An Information-theoretic Approach to Distribution Shifts

Distribution Shift example

This repository contains the code used for the results reported in the paper An Information-theoretic Approach to Distribution Shifts.

The code includes the implementation of:

  • Three variants of the CMNIST dataset:
    • CMNIST
    • d-CMNIST
    • y-CMNIST
  • Discrete Models
    • Mutual information computation and optimization for discrete distributions defined through tensors.
    • Discrete encoders defined through a normalized probability mapping matrix.
  • Neural Network-based Models
    • Variational Information Bottleneck (VIB)
    • Domain Adversarial Neural Networks (DANN)
    • Invariant Risk Minimization (IRM)
    • Variance-based Risk Extrapolation (VREx)
    • Conditional Domain Adversarial Neural Networks (CDANN)

The implementations are based on the Pytorch Lightning framework, hydra is used for configuration management, while the wandb library handles logging and hyper-parameter sweeps (TensorBoard logging is also available).

Further information on the framework and design paradigms used in this implementation can be found here.

Requirements

Conda Environment

The required packages can be installed using conda:

conda env create -f environment.yml

Once the environment has been created, it can be activated with:

conda activate dl-kit

Device configuration

Set a device name by defining the DEVICE_NAME environment variable.

export DEVICE_NAME=<A_VALID_DEVICE_NAME>

This will enable the corresponding configuration (in config/device). The files laptop.yaml and workstation.yaml contain two examples of deployment configurations containing:

  • dataset and experiments paths
  • hardware specific configuration (number of GPUs and CPU cores).

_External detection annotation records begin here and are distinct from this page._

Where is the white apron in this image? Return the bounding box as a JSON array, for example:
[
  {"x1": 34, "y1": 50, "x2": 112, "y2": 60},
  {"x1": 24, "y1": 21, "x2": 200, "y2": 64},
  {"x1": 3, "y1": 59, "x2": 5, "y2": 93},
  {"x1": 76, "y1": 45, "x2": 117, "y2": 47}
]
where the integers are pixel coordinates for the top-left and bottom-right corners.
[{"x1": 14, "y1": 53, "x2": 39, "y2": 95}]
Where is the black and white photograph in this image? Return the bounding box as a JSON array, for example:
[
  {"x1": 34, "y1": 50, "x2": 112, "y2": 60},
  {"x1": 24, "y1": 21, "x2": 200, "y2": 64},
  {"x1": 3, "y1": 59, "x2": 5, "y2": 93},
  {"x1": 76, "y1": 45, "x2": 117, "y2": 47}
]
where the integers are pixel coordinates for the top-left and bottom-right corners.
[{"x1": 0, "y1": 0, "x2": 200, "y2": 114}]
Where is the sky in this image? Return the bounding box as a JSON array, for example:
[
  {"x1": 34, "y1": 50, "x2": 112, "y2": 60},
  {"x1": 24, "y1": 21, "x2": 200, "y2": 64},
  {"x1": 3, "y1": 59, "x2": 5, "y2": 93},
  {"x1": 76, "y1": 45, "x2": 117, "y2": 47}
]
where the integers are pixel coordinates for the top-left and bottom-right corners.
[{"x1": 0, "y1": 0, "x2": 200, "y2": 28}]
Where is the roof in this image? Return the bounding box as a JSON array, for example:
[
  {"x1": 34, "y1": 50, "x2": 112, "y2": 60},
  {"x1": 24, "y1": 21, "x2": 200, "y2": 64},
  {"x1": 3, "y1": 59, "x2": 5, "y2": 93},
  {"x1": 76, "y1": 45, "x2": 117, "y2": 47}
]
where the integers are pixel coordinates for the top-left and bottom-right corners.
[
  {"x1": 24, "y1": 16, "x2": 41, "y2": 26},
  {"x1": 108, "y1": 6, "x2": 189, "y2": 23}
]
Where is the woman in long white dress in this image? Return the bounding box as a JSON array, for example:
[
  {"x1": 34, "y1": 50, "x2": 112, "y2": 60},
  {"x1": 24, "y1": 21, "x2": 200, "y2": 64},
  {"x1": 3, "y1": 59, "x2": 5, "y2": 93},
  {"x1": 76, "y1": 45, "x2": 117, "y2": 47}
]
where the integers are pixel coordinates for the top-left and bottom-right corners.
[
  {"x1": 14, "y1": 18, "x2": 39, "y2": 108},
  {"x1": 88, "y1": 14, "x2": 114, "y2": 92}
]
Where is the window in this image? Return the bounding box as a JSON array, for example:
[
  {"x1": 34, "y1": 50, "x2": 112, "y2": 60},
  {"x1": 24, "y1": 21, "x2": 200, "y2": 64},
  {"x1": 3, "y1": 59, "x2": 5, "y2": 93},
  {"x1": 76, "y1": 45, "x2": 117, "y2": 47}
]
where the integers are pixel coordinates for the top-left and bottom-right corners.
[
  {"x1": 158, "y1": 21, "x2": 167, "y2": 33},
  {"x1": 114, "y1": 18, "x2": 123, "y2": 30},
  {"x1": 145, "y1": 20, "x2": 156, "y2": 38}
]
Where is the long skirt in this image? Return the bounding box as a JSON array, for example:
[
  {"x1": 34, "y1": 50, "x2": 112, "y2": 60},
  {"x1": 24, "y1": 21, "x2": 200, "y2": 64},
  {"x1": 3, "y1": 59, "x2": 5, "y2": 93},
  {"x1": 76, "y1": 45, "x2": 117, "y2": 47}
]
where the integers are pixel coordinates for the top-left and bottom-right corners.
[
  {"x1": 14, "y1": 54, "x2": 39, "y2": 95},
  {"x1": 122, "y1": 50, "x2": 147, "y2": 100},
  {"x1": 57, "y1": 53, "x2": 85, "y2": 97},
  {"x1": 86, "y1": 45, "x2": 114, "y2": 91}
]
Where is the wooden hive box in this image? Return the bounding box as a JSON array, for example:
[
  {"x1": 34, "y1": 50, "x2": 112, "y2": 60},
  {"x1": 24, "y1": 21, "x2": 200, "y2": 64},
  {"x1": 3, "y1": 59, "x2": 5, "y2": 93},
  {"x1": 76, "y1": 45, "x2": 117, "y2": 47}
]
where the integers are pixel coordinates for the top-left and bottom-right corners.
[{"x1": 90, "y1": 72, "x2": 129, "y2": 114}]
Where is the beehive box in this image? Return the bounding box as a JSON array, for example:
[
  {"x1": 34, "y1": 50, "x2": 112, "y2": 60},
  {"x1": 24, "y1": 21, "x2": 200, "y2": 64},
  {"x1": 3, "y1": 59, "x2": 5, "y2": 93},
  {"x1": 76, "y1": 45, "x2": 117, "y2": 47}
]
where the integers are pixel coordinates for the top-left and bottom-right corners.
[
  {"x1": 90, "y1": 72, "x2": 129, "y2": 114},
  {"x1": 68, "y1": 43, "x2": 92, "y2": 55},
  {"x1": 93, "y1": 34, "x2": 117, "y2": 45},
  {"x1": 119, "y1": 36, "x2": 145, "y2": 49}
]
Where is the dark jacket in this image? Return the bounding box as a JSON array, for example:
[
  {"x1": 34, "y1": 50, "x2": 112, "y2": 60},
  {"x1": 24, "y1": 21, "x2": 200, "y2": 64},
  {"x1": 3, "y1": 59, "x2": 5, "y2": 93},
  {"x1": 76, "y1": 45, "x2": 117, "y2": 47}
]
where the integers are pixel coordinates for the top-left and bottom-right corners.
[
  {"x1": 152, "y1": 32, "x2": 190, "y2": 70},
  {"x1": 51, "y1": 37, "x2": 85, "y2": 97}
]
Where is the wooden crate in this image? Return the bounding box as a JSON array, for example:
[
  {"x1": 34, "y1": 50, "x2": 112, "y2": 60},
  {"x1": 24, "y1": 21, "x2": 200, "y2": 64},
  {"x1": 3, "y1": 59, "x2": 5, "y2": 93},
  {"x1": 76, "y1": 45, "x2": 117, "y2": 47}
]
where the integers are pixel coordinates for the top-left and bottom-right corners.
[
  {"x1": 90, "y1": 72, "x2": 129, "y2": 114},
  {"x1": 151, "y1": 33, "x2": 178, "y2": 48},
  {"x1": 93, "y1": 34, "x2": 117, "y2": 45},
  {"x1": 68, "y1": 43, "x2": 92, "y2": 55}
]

It is possible to create new customized device configuration by

  1. Creating a my_device.yaml configuration file containing:
data_root: <path_to_dataset_root>             # Path
experiments_root: <path_to_experiment_root>   # Path
download_files: <enable_dataset_download>     # True/False
num_workers: <number_of_CPU_for_data_loading> # Integer
pin_memory: <enable_pin_memory>               # True/False
gpus: <number_of_GPUs>                        # Integer                             
auto_select_gpus: <enable_auto_GPU_selection> # True/False
  1. Setting the DEVICE_NAME environment variable to my_device:
export DEVICE_NAME=my_device

Weights & Bias logging (and Sweep)

In order to use the Weights & Bias logging run:

wandb init

This operation is optional if the desired logging option is TensorBoard, which can be enabled using the flag logging=tensorboard when running the training script.

Datasets

Graphical Models

The code contains the implementation of the three variations of the Colored MNIST dataset (CMNIST,d-CMNIST, y-CMNIST), and three corresponding versions used for validation and hyper-parameter search (CMNIST_valid,d-CMNIST_valid, y-CMNIST_valid). In the former versions, models are trained on the train+validation sets and evaluated on the test set. In the validation settings, models are trained on the train set and evaluated on the (disjoint) validation set.

CMNIST_samples

The dataset.ipynb contains a simple example of usage for the CMNIST, d-CMNIST and y-CMNIST datasets. The current implementation is based on the PyTorch Dataset class to promote reproducibility and re-usability.

Training

Discrete models and direct criteria optimization

Criteria Discrete trajectories

The discrete models can be trained using the command

python train_discrete.py

which will produce a .csv (results/discrete.csv by default) containing the values of train and test cross-entropy for model optimized following the Information Bottleneck, Independence, Sufficiency and Separation criteria on the CMNIST, d-CMNIST and y-CMNIST datasets for different regularization strength.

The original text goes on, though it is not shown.